Chris Kresser: The only thing the body can do in that situation is to reduce the output of T4 because that’s the primary hormone that is produced in the thyroid gland. It doesn’t really have a way of reducing T3 other than reducing conversion of T4 to T3. So you’ll often see patients that have low T4, low free T4, total T4 when they’re taking thyroid hormones. So that’s what’s happening here. “Her free T3 is 2.8,” which is pretty optimal, so if the clinician is treating toward free T3, that’s probably that’s a good target range to shoot for. “Total T3 is normal, a little toward the low end.” That’s not really that relevant when you see that free T3 is normal. “Reverse T3 is low, indicating that inflammation is not a significant part of the picture. And then total T4 is again, low.” And that’s not surprising for the reason I just recommended.
So this is pretty much exactly what you’d expect in a patient that is taking thyroid hormone. And I mentioned this in the thyroid presentation. It used to be the kind of consensus was that if you see T3 or TSH and it’s close to zero and the patient is taking thyroid hormone, then that may put them at higher risk for osteoporosis and other problems associated with facetious hyperthyroidism. But as I mentioned in the presentation some more recent research suggests that the patient isn’t really at increased risk of those conditions. If they’re taking thyroid hormone and their TSH is near zero, if their free T3 is normal, they’re only at higher risk for those conditions if their free T3 is high.
And so we look at this picture. Her free T3 is totally normal and her TSH is near zero, but that would appear not to be as much of a concern as we thought it was. And her free T4 is low, which is not a concern either. It’s just a sign that the body sees that extra T3 and is down-regulating endogenous production of T4. So in this situation, what the thing to do might be nothing.

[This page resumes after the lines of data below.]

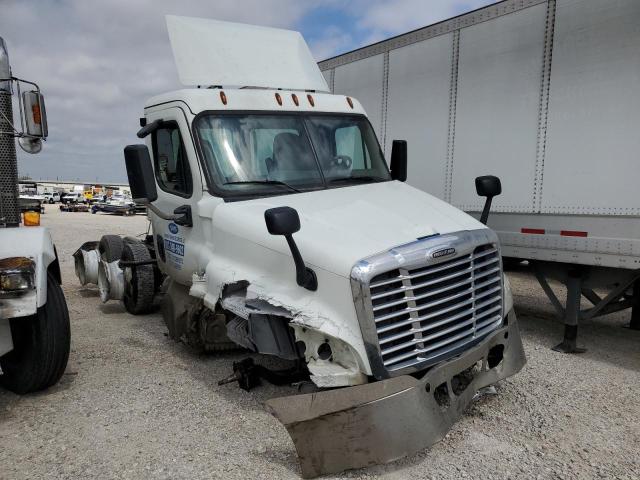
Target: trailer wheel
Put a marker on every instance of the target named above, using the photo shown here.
(111, 248)
(41, 345)
(139, 282)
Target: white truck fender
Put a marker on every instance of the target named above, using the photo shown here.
(34, 243)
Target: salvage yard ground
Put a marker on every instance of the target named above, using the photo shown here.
(134, 404)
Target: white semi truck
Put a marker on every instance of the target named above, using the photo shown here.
(34, 320)
(278, 226)
(543, 93)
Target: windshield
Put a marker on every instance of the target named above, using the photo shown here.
(263, 153)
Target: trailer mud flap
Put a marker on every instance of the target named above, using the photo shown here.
(383, 421)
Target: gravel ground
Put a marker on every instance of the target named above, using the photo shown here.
(134, 404)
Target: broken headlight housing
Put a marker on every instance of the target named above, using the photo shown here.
(17, 275)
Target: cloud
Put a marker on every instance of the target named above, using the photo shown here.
(97, 61)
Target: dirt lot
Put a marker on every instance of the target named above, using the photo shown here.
(134, 404)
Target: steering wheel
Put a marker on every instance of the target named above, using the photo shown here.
(342, 162)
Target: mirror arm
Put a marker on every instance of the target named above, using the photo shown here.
(305, 277)
(485, 211)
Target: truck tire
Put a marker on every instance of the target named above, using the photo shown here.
(110, 248)
(41, 345)
(139, 282)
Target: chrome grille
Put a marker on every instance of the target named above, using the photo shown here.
(425, 314)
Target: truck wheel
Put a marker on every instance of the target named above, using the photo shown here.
(41, 345)
(110, 248)
(139, 282)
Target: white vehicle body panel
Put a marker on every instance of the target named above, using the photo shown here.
(210, 52)
(34, 243)
(543, 94)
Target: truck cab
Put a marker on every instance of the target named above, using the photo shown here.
(278, 226)
(361, 275)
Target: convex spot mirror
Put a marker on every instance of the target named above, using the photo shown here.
(140, 173)
(34, 115)
(282, 221)
(488, 186)
(399, 160)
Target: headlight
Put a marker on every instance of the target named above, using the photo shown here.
(17, 274)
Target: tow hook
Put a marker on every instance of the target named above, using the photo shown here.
(248, 375)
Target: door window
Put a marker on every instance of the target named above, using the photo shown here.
(170, 161)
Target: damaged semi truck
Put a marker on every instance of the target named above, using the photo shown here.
(278, 226)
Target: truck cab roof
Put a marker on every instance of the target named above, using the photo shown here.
(257, 99)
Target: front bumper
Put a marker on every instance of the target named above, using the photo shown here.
(386, 420)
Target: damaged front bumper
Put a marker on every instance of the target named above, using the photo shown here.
(386, 420)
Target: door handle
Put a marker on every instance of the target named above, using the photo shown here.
(183, 216)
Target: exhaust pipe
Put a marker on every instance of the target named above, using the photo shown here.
(9, 209)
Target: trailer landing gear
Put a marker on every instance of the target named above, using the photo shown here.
(571, 315)
(635, 309)
(580, 282)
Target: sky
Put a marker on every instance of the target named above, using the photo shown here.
(97, 61)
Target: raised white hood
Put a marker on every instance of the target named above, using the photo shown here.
(343, 225)
(211, 52)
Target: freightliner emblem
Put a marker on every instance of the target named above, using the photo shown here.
(445, 252)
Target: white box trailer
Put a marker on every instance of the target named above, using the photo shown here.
(544, 94)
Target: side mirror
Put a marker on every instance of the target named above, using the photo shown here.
(286, 221)
(35, 114)
(140, 174)
(34, 121)
(399, 160)
(487, 186)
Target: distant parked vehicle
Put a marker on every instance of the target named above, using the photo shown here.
(51, 197)
(74, 197)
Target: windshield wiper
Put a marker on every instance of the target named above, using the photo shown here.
(364, 178)
(264, 182)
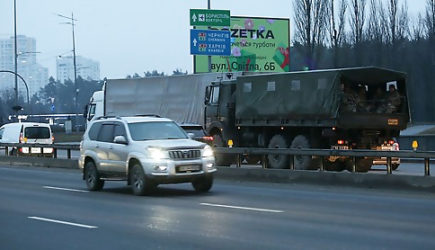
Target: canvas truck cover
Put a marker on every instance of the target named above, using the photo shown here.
(288, 96)
(180, 98)
(308, 96)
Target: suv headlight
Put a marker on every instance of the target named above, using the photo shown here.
(207, 151)
(158, 153)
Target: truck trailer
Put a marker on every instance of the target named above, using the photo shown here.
(326, 109)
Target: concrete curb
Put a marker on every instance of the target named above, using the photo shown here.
(364, 180)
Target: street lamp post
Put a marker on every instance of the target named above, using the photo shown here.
(74, 56)
(16, 54)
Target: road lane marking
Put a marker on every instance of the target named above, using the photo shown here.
(61, 222)
(66, 189)
(243, 208)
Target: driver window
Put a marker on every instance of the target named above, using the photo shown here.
(215, 95)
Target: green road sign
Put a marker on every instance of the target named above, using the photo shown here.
(200, 17)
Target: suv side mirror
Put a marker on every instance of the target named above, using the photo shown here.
(207, 95)
(191, 135)
(120, 140)
(85, 111)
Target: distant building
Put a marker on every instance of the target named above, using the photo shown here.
(86, 68)
(35, 75)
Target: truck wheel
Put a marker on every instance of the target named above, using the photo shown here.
(252, 159)
(92, 178)
(203, 184)
(303, 162)
(278, 161)
(222, 159)
(334, 166)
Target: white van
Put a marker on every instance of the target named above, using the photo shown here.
(28, 132)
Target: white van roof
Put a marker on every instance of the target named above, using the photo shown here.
(27, 124)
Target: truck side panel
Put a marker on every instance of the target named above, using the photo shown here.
(287, 97)
(180, 98)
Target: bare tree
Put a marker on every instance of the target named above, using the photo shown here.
(417, 28)
(377, 28)
(392, 20)
(336, 26)
(310, 21)
(403, 27)
(430, 18)
(357, 19)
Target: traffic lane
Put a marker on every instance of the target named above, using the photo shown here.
(327, 214)
(136, 218)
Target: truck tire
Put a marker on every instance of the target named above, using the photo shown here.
(92, 178)
(278, 161)
(253, 159)
(364, 165)
(303, 162)
(222, 159)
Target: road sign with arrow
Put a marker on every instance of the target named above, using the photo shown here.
(199, 17)
(210, 42)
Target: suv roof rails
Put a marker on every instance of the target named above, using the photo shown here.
(150, 115)
(107, 117)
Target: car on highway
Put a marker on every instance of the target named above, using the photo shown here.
(197, 132)
(29, 133)
(145, 152)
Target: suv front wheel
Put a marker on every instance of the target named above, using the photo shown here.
(93, 181)
(139, 183)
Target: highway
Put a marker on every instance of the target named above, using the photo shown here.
(50, 209)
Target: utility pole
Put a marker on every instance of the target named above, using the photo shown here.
(209, 57)
(16, 53)
(74, 57)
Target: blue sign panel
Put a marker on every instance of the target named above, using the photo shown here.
(210, 42)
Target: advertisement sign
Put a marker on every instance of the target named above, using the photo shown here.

It might be that this is what works for this patient if she’s well managed and her symptoms are less and she’s doing okay. But if she’s not doing well, then the thing that I would be looking at is the autoimmune component. Oftentimes if patients need a high dose, you know they need WP Thyroid and an additional dose of T3 in order to achieve these numbers, then the autoimmune component is not being sufficiently addressed. And so these are the patients that we really need to do a complete workup and focus on immune dysregulation in order to achieve better results and reduce the amount of thyroid hormone that they need to take.